How does such a Christian society breed so many criminals, so many criminal supporters, and so many woefully neglectful and antiquated and failing practices hinged on tradition?
But the church's challenges and the challenges of Christianity don't end with the people on the outside of the church.
Unfortunately, a surprising number of non-Christian qualities are also being exhibited by the least expected persons: the Christian men of the church and, worse, of the cloth.
From factual accounts of female confidants, I know more than I care to about indiscretions of pastors making late night sex calls, sexting the night before delivering their sermons while lying next to their wives, engaging in premarital sex, getting girls and women in their congregations pregnant, and aborting the children they make outside of marriage.
And these men of power and inequality leave the women and girls they have utilized to carry the burden of these experiences, while they continue on with their sanctified lives.
The abuses of women in the church are stories which never seem to end and are seldom brought to light.
It seems as though every other month a new church is built and opened. We have more churches now than we did decades ago, yet we have more spiritual and ethical problems now than we did then: more anger, more hatred, more violence, more deceit, and more intolerance. How is that possible? Shouldn't we be better off as people with the flood of religious leaders and guidance around us?
Building bridges or barriers?
How effective is the church? What has the collective church been doing all this time the society has been spiraling out of control? And I refer to all denominations, because they all give the impression at some time or another that they are better than the others, more correct than the others, more righteous than the others.
Are the churches not the entities we rely on to carry the responsibility of establishing and maintaining morality? There are certainly enough of them and enough of their representatives, so what has gone so wrong with the work that they do? Have they, too, become self-serving?

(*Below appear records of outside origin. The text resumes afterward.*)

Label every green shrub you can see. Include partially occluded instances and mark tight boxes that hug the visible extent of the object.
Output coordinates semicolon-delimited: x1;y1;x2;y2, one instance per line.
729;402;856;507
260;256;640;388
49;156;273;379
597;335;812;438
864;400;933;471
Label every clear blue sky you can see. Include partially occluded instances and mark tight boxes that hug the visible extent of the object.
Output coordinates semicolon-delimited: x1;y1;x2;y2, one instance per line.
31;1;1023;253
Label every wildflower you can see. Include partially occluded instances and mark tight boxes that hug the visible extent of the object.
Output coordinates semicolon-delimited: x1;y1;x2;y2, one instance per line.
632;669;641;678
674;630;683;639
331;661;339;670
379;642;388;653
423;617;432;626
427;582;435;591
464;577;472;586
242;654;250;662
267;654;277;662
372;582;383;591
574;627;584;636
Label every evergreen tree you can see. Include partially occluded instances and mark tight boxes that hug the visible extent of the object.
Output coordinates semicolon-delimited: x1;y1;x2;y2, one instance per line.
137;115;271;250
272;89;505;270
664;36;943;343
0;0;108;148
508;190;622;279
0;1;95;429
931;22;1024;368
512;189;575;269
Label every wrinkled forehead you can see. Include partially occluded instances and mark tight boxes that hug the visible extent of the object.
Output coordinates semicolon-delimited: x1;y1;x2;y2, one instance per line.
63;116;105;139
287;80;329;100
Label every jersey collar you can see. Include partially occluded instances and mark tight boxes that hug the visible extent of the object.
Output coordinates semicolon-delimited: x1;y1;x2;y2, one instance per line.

Does Christianity not work the way it should? Are the people promoting it ineffective? Are the messages they deliver defective?

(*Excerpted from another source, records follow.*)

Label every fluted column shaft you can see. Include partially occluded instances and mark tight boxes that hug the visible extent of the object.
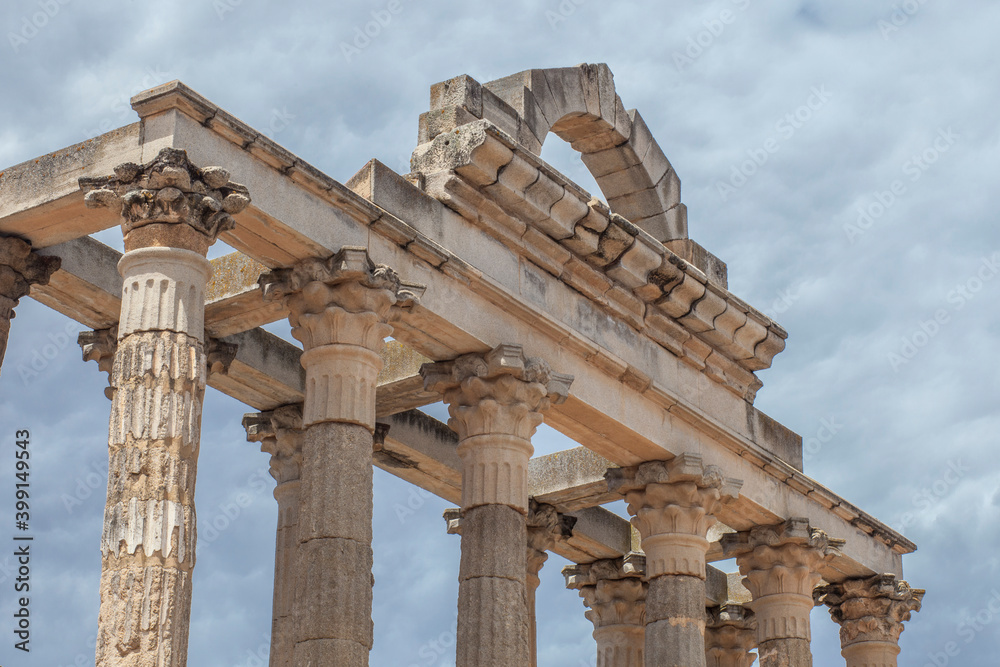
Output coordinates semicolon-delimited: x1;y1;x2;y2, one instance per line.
260;248;419;667
526;501;574;667
423;345;572;667
81;148;250;667
815;574;924;667
608;456;742;667
723;519;842;667
564;554;647;667
244;405;305;667
0;235;60;371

Do people seek more from their religion than just tradition?
The reality is that, by its very nature, religion is divisive, in spite of what any religion's specific teachings seek to portray. The practice of religion as tradition separates people in much the same way that skin colors and ethnicities do, and it's the reason wars have been fought for centuries and millennia, even within Christianity and even until now.
Of course, because religion is itself divisive does not mean people who practice religion have to be divisive, but the expectation of practicing something other than what is preached is perhaps marginal.
And the concept of separating oneself from the worst of something while still practicing the best of something is more than a juggling act for the average person: it only works when people understand why they practice religion in the first instance, instead of blindly following in its traditions.
A person's understanding of self, love for self and respect of self will determine that person's substance and the way they treat others - just having a religion or observing a tradition does not. We have already seen this ring true of many Christians in Christianity and many Muslims in Islam.
A church can provide guidelines for human moral development, as can a psychologist or psychiatrist, as can a mother or father, but there is no religion that by its mere existence makes a person equal to another, whole, right, or worthy. And the belief that one such religion exists is where many in the church - Christian or otherwise - fail in their traditional philosophy.
Religion fails and will always fail when it is practiced merely because it is tradition.